Iedereen die namelijk voor de oorlog onroerend goed bezat in het gebied dat op last van de Duitsers was afgebroken, had recht op compensatie in de vorm van een zogenaamde bouwplicht. Men kreeg dan op basis van het voormalige eigendom een kavel bouwgrond toegewezen en iedereen met een eigen kavel werd verplicht om er weer een huis of zaak op te bouwen. Omdat dit echter niet voor iedereen financieel haalbaar was, werd er al snel druk gehandeld en geruild in deze bouwplichten. Dat gold ook voor Castricum.
Uiteindelijk werd nog een deel van buurman Portegies gekocht, die een aantal vierkante meters overhad. Op 4 augustus 1951 droeg Wil zijn Tiny over de drempel van hun nieuwe woning.
Jaarboek 45, pagina 38
Van zijn oude werkgever konden ze stoffen overnemen en met een lening van de wederzijdse ouders werd de zaak pico bello ingericht.
Wil stond in een grote, ruime en lichte kleermakerij, waar het prettig werken was. Architect Groot uit Amsterdam tekende voor het ontwerp en aannemer Jan de Nijs stapelde de stenen. Wil had het ook nog druk met zijn vakstudie. Na de ambachtsschool volgde hij nog een avondopleiding (gezel) en in 1949 mocht hij zich ‘Meester in het Herenkleermaken’ noemen.
Vanaf de jaren (negentien) vijftig nam de welvaart gestaag toe en de Castricummers lieten graag hun kleding maken bij ‘Alleman, de zaak van vertrouwen’. In elk jasje werd het bekende etiket genaaid. Het jonge, charmante en goed geklede stel kreeg al snel een goede clientèle en ook verschenen er binnen zes jaar vier kleine Allemannetjes met de namen Gertruud (1952), Jan (1953), Colien (1955) en Wilma (1958). Tiny en Wil beschouwden het gezin toen als voltooid. De pastoor, die kwam informeren waarom de gezinsvorming stopte, werd vriendelijk maar beslist de deur gewezen.
Torenstraat 52; van maatkleding naar confectie
Er verscheen een donkere wolk aan het firmament toen ze tijdens een avondwandeling een klant tegenkwamen, gekleed in een winterjas die niet door Wil was vervaardigd. Geschokt bespraken ze deze kwestie en besloten onmiddellijk over te gaan op confectie.

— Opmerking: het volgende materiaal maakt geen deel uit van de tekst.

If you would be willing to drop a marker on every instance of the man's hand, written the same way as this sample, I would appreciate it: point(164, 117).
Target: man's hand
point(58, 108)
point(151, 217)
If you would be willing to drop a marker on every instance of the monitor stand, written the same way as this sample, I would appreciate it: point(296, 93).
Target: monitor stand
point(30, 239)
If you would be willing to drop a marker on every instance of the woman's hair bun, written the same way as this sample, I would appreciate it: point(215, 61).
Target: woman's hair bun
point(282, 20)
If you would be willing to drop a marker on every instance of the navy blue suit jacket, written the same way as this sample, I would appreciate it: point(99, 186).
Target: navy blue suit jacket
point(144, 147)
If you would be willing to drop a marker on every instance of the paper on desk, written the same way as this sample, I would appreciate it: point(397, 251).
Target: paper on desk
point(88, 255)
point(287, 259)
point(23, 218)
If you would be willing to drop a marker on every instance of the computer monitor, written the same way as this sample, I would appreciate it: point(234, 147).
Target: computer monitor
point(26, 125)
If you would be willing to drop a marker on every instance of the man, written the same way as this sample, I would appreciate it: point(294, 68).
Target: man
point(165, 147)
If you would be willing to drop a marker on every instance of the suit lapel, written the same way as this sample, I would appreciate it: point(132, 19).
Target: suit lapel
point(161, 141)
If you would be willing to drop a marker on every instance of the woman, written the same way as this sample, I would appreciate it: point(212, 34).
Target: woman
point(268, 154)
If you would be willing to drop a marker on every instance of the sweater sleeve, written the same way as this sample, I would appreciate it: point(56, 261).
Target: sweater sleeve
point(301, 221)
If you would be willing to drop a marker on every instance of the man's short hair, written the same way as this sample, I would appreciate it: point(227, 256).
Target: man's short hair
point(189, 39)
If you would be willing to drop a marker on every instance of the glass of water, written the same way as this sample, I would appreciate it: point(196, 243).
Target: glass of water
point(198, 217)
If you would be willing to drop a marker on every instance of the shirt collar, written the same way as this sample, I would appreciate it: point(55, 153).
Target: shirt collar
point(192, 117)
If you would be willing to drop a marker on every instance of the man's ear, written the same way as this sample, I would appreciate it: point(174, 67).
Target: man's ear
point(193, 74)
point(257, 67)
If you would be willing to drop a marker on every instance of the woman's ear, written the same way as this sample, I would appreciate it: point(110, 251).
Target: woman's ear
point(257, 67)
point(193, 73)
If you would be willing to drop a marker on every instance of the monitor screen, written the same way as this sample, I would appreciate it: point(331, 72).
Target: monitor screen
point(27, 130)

Hiervoor was een veel groter pand nodig om de collecties te herbergen en ze schatten in dat ze 100.000 gulden nodig hadden voor de inkoop. Ze hoopten dat Jaap Twisk zijn mooie pand aan hen wilde verkopen, maar tot hun grote spijt ging dat in 1958 naar Stevens.
Ze vroegen aannemer Res hun pand uit te breiden, maar hij raadde ze een pand in aanbouw in de Torenstraat aan en zo geschiedde. Om een confectiezaak te mogen starten waren nieuwe diploma’s vereist en Wil behaalde daarom in 1958 zijn brevet voor de Textielhandel.
Jaarboek 45, pagina 39
De confectiezaak, die werd geopend op 30 augustus 1958, kon nu ook weer rekenen op grote klandizie. De producten waren nog grotendeels van Nederlandse makelij of in ieder geval van Europese. Verkocht werden onder andere kostuums van de Stijlgroep Groningen, overhemden van King en van La Kerko en overalls van Lonneker uit Twente.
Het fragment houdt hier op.